Separately, even when the hang is not occurring, we’ve observed that session.input.set_audio_enabled(False) and the session’s aec_warmup_duration interruption window do not compose as expected. The AEC-warmup-based interruption suppression appears to be a fixed timer independent of how long the say() calls actually take, so it can expire mid-greeting and let STT-detected noise/echo interrupt the agent before our manually-disabled input window ends.

Environment

  • livekit-agents version: ~=1.5
  • Realtime model: gemini-3.1-flash-live-preview
  • TTS (problem case): google.beta.GeminiTTS, model gemini-3.1-flash-tts-preview, voice Sulafat
  • TTS (working case): sarvam.TTS, model bulbul:v3
  • AgentSession(aec_warmup_duration=6, ...)

Code

python

session = AgentSession[Call_State](
    userdata=call_state,
    llm=realtime_model,  
    tts=tts_model,
    user_away_timeout=user_away_timeout,
    aec_warmup_duration=6,
)

python

session.input.set_audio_enabled(False)
logger.warning("disabling the user input for saying the Hello and first intro!!")

await session.say(
    "Hello",
    audio=audio_frames_from_file(
        file_path=f"src/assets/audio_files_for_hello/{audio_file}",
    ),
)
logger.warning("said hello!!")

await asyncio.sleep(1.5)

await session.say("Hey there, I am an AI calling bot. Can we have a quick chat?")
logger.warning("said second sentence from the script")  # <-- never reached for ~20s

session.input.set_audio_enabled(True)
logger.warning("enabled the user input")

Interesting, I believe this could just be the start up time of the gemini-3.1-flash-tts-preview model rather than anything you or the plugin is doing wrong.

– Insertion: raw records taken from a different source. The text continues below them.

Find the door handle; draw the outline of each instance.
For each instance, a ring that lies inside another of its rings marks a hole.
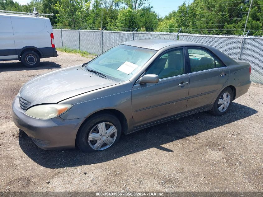
[[[180,84],[178,84],[178,86],[186,86],[188,84],[188,82],[186,82],[186,83],[180,83]]]

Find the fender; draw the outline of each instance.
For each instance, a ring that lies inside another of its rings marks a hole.
[[[41,58],[42,57],[43,57],[44,55],[43,54],[43,53],[42,52],[42,51],[41,51],[41,50],[40,50],[39,48],[37,48],[37,47],[36,47],[35,46],[26,46],[23,47],[22,49],[16,49],[16,55],[18,56],[17,59],[19,59],[18,57],[20,57],[20,56],[21,55],[21,53],[23,50],[25,49],[30,49],[31,48],[34,49],[35,49],[39,52],[39,53],[40,54],[41,56],[41,57],[40,57],[40,58]]]

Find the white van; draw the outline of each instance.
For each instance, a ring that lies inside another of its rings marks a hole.
[[[49,18],[0,13],[0,61],[19,60],[33,67],[40,58],[57,56]]]

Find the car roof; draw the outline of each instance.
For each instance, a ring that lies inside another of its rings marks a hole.
[[[122,44],[157,50],[171,45],[176,45],[176,46],[181,46],[185,45],[198,45],[198,44],[196,43],[190,42],[165,40],[136,40],[125,42]]]
[[[212,51],[226,65],[234,65],[236,64],[237,63],[237,62],[233,59],[214,47],[194,42],[164,40],[140,40],[126,42],[122,43],[122,44],[158,51],[168,46],[174,46],[175,47],[188,46],[200,47],[204,47],[205,49],[208,49]]]

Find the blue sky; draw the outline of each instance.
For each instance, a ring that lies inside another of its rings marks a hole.
[[[19,3],[26,4],[30,0],[15,0]],[[193,0],[186,0],[186,2],[191,2]],[[177,10],[178,6],[181,5],[184,0],[149,0],[149,4],[153,7],[153,10],[160,15],[160,16],[167,15],[173,10]],[[148,5],[146,4],[145,5]]]

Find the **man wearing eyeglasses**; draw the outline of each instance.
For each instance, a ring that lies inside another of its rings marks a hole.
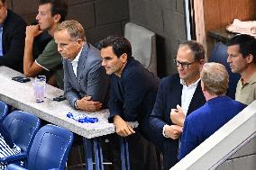
[[[63,88],[62,58],[58,52],[57,44],[51,40],[43,51],[34,59],[33,44],[35,38],[43,31],[53,37],[57,25],[66,19],[68,4],[64,0],[40,0],[36,20],[38,24],[26,27],[23,55],[23,72],[26,76],[34,77],[47,72],[47,83]]]
[[[256,39],[251,35],[237,35],[227,46],[231,71],[241,75],[235,100],[250,104],[256,100]]]
[[[0,66],[23,72],[26,23],[0,0]]]
[[[206,103],[200,86],[204,62],[205,49],[200,43],[189,40],[180,44],[174,59],[178,73],[160,83],[151,125],[152,142],[163,154],[163,169],[169,169],[178,162],[178,138],[182,133],[182,127],[170,120],[171,111],[185,117]]]

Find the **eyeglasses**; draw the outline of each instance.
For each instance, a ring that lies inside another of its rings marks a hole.
[[[193,62],[179,62],[177,59],[173,59],[173,63],[175,64],[175,66],[177,67],[178,67],[179,66],[181,66],[182,68],[188,68],[190,65],[192,65],[193,63],[197,62],[197,61],[193,61]]]

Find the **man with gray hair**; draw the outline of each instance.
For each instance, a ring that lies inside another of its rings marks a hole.
[[[203,66],[200,77],[206,103],[185,119],[179,159],[246,107],[225,95],[229,76],[224,66],[206,63]]]
[[[74,20],[59,24],[54,39],[63,58],[64,94],[69,104],[87,112],[98,111],[106,103],[108,90],[100,51],[87,42],[83,26]]]

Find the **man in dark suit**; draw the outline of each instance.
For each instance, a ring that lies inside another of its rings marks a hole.
[[[207,101],[185,120],[179,159],[204,142],[246,107],[225,95],[228,73],[224,66],[206,63],[201,71],[201,87]]]
[[[200,68],[205,62],[205,49],[196,41],[180,44],[175,66],[178,74],[163,78],[151,114],[151,141],[163,154],[163,169],[178,161],[178,138],[182,128],[170,120],[170,112],[182,107],[185,114],[202,106],[206,100],[200,86]]]
[[[0,0],[0,66],[23,72],[25,22]]]
[[[82,25],[74,20],[59,23],[54,39],[64,58],[64,94],[69,104],[87,112],[98,111],[106,102],[108,90],[99,49],[87,42]]]
[[[155,170],[156,151],[143,137],[148,138],[151,132],[149,115],[159,78],[132,57],[132,47],[125,38],[110,36],[101,45],[102,66],[111,75],[109,121],[114,122],[119,136],[127,137],[131,169]],[[127,121],[138,121],[139,128],[133,129]]]
[[[37,37],[48,31],[52,38],[55,28],[66,19],[68,4],[65,0],[40,0],[36,20],[38,24],[26,27],[26,38],[23,55],[23,72],[26,76],[34,77],[44,74],[47,83],[63,88],[62,58],[57,50],[54,40],[50,40],[39,56],[33,47]],[[44,46],[44,44],[41,44]]]

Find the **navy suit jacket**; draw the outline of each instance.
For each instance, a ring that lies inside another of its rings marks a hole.
[[[162,135],[162,130],[164,125],[173,124],[169,113],[171,109],[177,108],[177,104],[181,105],[182,88],[183,85],[180,84],[178,74],[163,78],[160,83],[156,103],[151,114],[151,126],[152,129],[151,141],[163,153],[167,148],[172,148],[171,150],[173,150],[174,158],[177,158],[178,156],[178,140],[165,138]],[[201,107],[205,103],[206,99],[199,82],[192,97],[187,115]]]
[[[207,101],[205,105],[194,111],[185,120],[179,159],[196,148],[245,107],[245,104],[227,96],[219,96]]]
[[[63,59],[64,93],[73,108],[77,100],[87,95],[92,96],[93,101],[101,102],[105,105],[109,79],[101,62],[99,49],[87,42],[79,57],[77,76],[71,61]]]
[[[149,116],[152,111],[159,85],[159,77],[133,58],[128,58],[121,77],[111,75],[109,121],[121,116],[126,121],[139,121],[142,135],[147,138]]]
[[[23,51],[26,23],[16,13],[8,10],[3,26],[3,57],[0,66],[6,66],[19,72],[23,72]]]

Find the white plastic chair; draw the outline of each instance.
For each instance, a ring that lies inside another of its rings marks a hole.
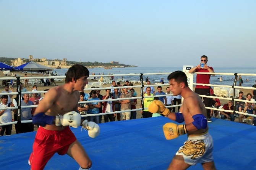
[[[220,96],[220,88],[218,87],[213,87],[213,94],[216,96]]]

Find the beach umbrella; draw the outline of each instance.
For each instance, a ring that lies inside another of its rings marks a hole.
[[[25,71],[44,72],[52,71],[53,69],[45,66],[36,63],[34,61],[30,61],[20,66],[14,67],[15,71]]]
[[[0,70],[10,70],[10,71],[11,71],[13,69],[13,67],[0,62]]]

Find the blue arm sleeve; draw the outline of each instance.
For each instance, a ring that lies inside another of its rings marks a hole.
[[[184,118],[183,117],[182,113],[176,112],[175,113],[175,115],[176,115],[175,121],[178,123],[182,123],[184,121]]]
[[[197,114],[192,116],[194,122],[192,123],[198,130],[207,127],[207,119],[202,114]]]
[[[55,116],[49,116],[44,113],[41,112],[32,117],[32,122],[34,125],[43,127],[46,125],[52,125],[55,120]]]

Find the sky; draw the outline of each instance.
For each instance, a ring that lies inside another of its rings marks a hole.
[[[205,55],[209,66],[246,66],[255,9],[254,0],[0,0],[0,57],[178,67]]]

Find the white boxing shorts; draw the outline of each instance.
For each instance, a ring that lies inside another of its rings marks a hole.
[[[198,163],[213,161],[213,140],[208,131],[188,136],[184,145],[175,154],[183,156],[185,162],[191,165]]]

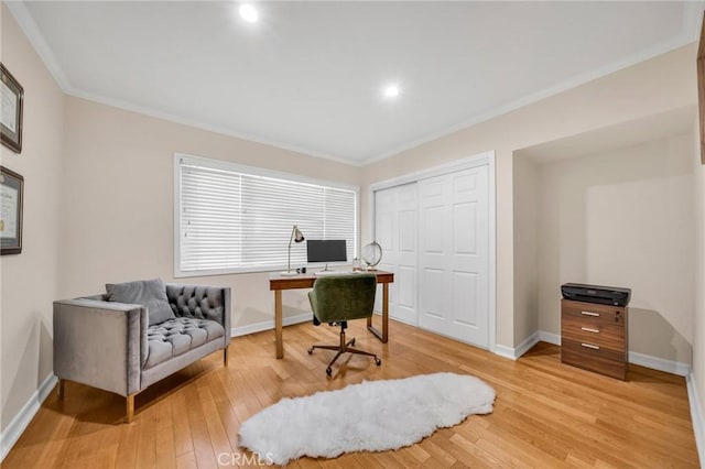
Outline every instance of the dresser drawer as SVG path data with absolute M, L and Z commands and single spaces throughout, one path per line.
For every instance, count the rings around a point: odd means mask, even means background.
M 563 338 L 561 342 L 561 362 L 619 380 L 627 379 L 626 352 L 601 347 L 593 348 L 588 347 L 593 346 L 592 343 Z
M 611 350 L 626 349 L 623 324 L 593 320 L 565 315 L 561 320 L 561 337 L 575 342 L 587 342 Z
M 561 301 L 561 312 L 564 318 L 579 318 L 590 324 L 612 324 L 625 326 L 626 308 L 620 306 L 597 305 L 593 303 Z

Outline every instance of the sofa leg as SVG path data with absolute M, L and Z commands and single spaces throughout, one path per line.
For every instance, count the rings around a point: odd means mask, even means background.
M 128 424 L 132 423 L 134 418 L 134 394 L 131 394 L 127 397 L 127 421 Z

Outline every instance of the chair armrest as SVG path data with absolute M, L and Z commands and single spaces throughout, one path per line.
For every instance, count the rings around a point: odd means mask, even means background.
M 166 297 L 176 316 L 202 316 L 220 324 L 224 347 L 230 345 L 230 287 L 167 283 Z
M 54 302 L 54 373 L 120 395 L 134 394 L 149 352 L 148 326 L 142 305 Z

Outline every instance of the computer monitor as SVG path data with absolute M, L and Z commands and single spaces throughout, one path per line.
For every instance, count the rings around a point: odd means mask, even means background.
M 346 262 L 348 251 L 344 239 L 307 239 L 307 262 Z

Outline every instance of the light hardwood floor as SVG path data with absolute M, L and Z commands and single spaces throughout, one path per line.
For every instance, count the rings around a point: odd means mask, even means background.
M 227 369 L 215 353 L 138 395 L 130 425 L 120 423 L 123 399 L 68 382 L 65 401 L 52 393 L 2 468 L 217 467 L 220 454 L 232 455 L 221 462 L 245 454 L 238 448 L 240 423 L 281 397 L 436 371 L 488 382 L 497 391 L 495 412 L 398 451 L 303 458 L 290 466 L 698 466 L 682 378 L 630 366 L 628 381 L 617 381 L 561 364 L 560 348 L 543 342 L 514 362 L 395 321 L 382 345 L 364 323 L 351 323 L 348 335 L 379 353 L 380 368 L 366 357 L 344 358 L 326 379 L 330 355 L 308 356 L 306 348 L 337 341 L 337 329 L 327 326 L 286 327 L 283 360 L 274 359 L 273 331 L 239 337 Z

Unfortunately, I need to request a new key before I can look into this further / properly, which will take a few days. I do see some external reports about slow startup time, but nothing internally.

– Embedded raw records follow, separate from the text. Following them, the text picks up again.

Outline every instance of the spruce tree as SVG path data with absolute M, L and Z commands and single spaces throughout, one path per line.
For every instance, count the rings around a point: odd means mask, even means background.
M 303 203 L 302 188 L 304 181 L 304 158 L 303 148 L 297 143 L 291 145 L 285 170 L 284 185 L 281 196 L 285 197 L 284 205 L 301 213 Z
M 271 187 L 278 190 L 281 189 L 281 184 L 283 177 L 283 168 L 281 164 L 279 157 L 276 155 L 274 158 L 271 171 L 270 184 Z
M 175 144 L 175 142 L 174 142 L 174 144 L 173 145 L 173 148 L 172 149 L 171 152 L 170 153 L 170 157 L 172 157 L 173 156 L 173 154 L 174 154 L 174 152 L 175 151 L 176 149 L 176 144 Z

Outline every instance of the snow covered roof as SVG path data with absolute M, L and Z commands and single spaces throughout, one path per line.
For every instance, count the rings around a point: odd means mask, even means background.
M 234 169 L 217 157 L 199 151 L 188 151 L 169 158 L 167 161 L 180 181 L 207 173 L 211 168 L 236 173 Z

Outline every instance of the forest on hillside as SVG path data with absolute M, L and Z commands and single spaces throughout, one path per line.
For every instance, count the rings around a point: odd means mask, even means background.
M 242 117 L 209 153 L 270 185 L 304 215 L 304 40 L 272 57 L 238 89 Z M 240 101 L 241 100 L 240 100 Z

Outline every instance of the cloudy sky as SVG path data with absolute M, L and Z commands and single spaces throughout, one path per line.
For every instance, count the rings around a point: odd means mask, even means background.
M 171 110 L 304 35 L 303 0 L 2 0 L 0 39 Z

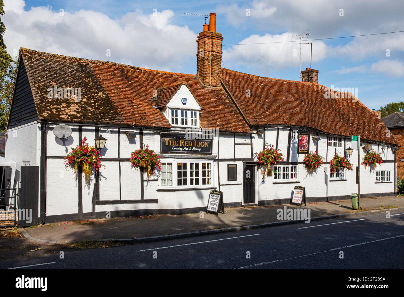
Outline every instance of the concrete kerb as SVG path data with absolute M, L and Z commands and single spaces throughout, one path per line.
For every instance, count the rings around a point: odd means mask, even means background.
M 323 216 L 322 217 L 316 217 L 312 218 L 311 221 L 321 221 L 322 220 L 326 220 L 330 219 L 335 219 L 337 218 L 344 217 L 356 217 L 358 216 L 363 215 L 364 215 L 374 214 L 377 213 L 385 212 L 387 211 L 404 211 L 404 207 L 398 207 L 389 209 L 375 209 L 371 211 L 362 211 L 360 213 L 342 213 L 340 215 L 332 215 Z M 139 238 L 116 238 L 110 239 L 98 239 L 99 241 L 116 241 L 120 242 L 148 242 L 152 241 L 160 241 L 162 240 L 168 240 L 171 239 L 175 239 L 179 238 L 185 238 L 185 237 L 194 237 L 201 235 L 207 235 L 211 234 L 216 234 L 225 232 L 233 232 L 234 231 L 240 231 L 243 230 L 250 230 L 251 229 L 257 229 L 258 228 L 265 228 L 270 227 L 276 227 L 281 226 L 288 224 L 297 224 L 303 223 L 304 220 L 295 220 L 290 221 L 282 221 L 280 222 L 270 222 L 268 223 L 264 223 L 261 224 L 253 224 L 251 225 L 246 225 L 244 226 L 236 226 L 235 227 L 228 227 L 226 228 L 220 228 L 217 229 L 211 229 L 210 230 L 201 230 L 198 231 L 193 231 L 185 233 L 179 233 L 177 234 L 171 234 L 168 235 L 160 235 L 158 236 L 152 236 L 147 237 L 139 237 Z M 31 240 L 40 241 L 42 242 L 46 242 L 47 243 L 57 243 L 54 241 L 50 241 L 44 239 L 39 239 L 38 238 L 31 237 L 23 228 L 21 228 L 18 229 L 21 234 L 25 238 Z
M 322 217 L 317 217 L 311 219 L 311 221 L 321 221 L 322 220 L 329 219 L 335 219 L 336 218 L 344 217 L 356 217 L 363 215 L 368 214 L 373 214 L 377 213 L 385 212 L 387 211 L 404 211 L 404 207 L 399 207 L 393 209 L 376 209 L 372 211 L 362 211 L 360 213 L 343 213 L 340 215 L 332 215 L 324 216 Z M 170 240 L 179 238 L 184 238 L 185 237 L 193 237 L 201 235 L 206 235 L 210 234 L 216 234 L 225 232 L 232 232 L 234 231 L 240 231 L 242 230 L 250 230 L 251 229 L 258 229 L 258 228 L 265 228 L 269 227 L 275 227 L 280 226 L 288 224 L 297 224 L 303 223 L 304 220 L 294 220 L 290 221 L 283 221 L 281 222 L 271 222 L 269 223 L 264 223 L 262 224 L 254 224 L 253 225 L 248 225 L 245 226 L 237 226 L 236 227 L 229 227 L 227 228 L 221 228 L 217 229 L 212 229 L 210 230 L 202 230 L 199 231 L 195 231 L 189 232 L 186 233 L 179 233 L 178 234 L 172 234 L 169 235 L 162 235 L 161 236 L 151 236 L 150 237 L 141 237 L 139 238 L 125 239 L 125 240 L 128 241 L 133 241 L 133 242 L 149 242 L 150 241 L 158 241 L 160 240 Z M 107 241 L 109 240 L 119 241 L 119 239 L 100 239 L 101 241 Z

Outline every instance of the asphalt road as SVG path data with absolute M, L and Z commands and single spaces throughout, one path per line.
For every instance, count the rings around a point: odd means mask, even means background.
M 404 268 L 404 213 L 391 214 L 388 219 L 377 214 L 107 249 L 69 249 L 63 251 L 64 259 L 57 253 L 38 254 L 24 261 L 4 259 L 0 268 Z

@Jayesh_Shinde, That startup-time read fits, and your own code pins it down: the hang is on the second say() because the first one plays a file. say() with an audio= argument streams those frames directly and never invokes the TTS [ livekit/agents voice/agent_activity.py ], so your “Hello” never touches GeminiTTS. The second call has no audio=, so it goes through the tts, making it GeminiTTS’s first real synthesis of the session, exactly where a preview-model cold start lands. Sarvam’s first synth just warms faster.

You can confirm this today without waiting on the key: warm GeminiTTS once at session start, before the first say(). synthesize() just produces frames you drain, so nothing is published to the caller:

async for _ in tts_model.synthesize("warmup"):
    pass

If that call absorbs the ~20s and the live greeting is then fast, it’s GeminiTTS first-request latency and pre-warming hides it. If even the warmup hangs with no completion, it’s not cold start and a minimal repro on livekit/agents is worth filing; I didn’t find an existing one.

The aec_warmup_duration / set_audio_enabled behavior is a separate code path; I’d pin the say hang first, then isolate that on its own.

No difference!!
Expected a lag in the initial part.

async for _ in tts_model.synthesize("warmup"):
    pass

Then after the first ‘Hello’, the behaviour was the same as earlier.